Make sure your document is saved if you have made any changes! (there will be an asterisk next to the filename on editor pane if unsaved changes are present).
The last task is to knit the notebook. Our notebook is editable, and can be changed. Deleting code deletes the output, so we could lose valuable details. If we knit the notebook to HTML, we have a permanent static copy of the work.
On the editor pane toolbar, under Preview, select Knit to HTML.
If you have already run Preview, you will see Knit instead of Preview.

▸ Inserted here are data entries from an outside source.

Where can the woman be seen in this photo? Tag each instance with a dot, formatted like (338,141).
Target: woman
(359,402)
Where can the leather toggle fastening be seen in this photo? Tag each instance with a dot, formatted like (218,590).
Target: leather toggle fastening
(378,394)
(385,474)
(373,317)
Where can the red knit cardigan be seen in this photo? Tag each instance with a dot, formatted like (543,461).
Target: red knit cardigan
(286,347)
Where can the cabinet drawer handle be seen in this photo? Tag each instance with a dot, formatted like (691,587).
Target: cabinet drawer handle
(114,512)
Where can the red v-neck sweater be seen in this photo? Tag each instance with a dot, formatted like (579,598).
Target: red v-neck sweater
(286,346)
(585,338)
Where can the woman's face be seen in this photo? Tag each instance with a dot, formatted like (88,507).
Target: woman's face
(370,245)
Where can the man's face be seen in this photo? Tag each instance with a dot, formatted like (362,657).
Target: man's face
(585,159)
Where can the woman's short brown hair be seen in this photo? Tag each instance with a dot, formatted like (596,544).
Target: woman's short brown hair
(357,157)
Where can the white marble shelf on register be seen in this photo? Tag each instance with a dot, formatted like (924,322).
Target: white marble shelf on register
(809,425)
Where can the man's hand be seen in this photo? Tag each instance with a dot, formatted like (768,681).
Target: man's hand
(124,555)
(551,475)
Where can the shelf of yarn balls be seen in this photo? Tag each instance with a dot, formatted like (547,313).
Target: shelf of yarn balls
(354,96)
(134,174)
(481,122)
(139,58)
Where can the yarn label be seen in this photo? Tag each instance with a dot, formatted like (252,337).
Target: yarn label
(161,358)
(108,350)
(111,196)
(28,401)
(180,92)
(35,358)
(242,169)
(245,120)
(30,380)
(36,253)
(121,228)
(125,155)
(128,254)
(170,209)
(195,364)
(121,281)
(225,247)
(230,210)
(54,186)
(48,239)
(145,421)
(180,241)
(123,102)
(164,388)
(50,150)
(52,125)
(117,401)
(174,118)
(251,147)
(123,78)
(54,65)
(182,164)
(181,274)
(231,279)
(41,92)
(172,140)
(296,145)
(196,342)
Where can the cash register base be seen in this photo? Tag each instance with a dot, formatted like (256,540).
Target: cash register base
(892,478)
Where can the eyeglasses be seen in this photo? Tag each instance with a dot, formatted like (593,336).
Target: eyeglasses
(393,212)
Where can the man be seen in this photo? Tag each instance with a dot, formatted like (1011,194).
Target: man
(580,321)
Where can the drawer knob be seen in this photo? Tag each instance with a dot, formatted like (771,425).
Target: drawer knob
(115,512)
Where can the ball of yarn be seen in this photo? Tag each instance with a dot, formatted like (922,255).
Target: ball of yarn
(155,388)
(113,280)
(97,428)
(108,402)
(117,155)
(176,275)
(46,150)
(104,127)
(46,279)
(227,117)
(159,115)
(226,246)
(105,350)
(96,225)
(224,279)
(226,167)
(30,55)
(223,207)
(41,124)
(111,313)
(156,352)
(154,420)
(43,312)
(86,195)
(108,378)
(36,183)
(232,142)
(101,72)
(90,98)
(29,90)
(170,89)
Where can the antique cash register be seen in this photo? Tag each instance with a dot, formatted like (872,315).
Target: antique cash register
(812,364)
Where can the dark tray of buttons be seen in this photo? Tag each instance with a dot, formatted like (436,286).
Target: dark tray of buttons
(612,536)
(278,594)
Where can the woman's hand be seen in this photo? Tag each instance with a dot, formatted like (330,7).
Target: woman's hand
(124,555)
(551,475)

The HTML file will be saved in the same directory as the notebook, and with the same filename, but the .Rmd prefix will be replaced by .html. The knit HTML will typically open automatically once complete. If you receive a popup blocker error, click cancel, and in the Files pane of RStudio, single click the gprofiler.html file and select View in Web Browser.
Note that the notebook will only successfully knit if there are no errors in the code. You can ‘preview’ HTML with code errors.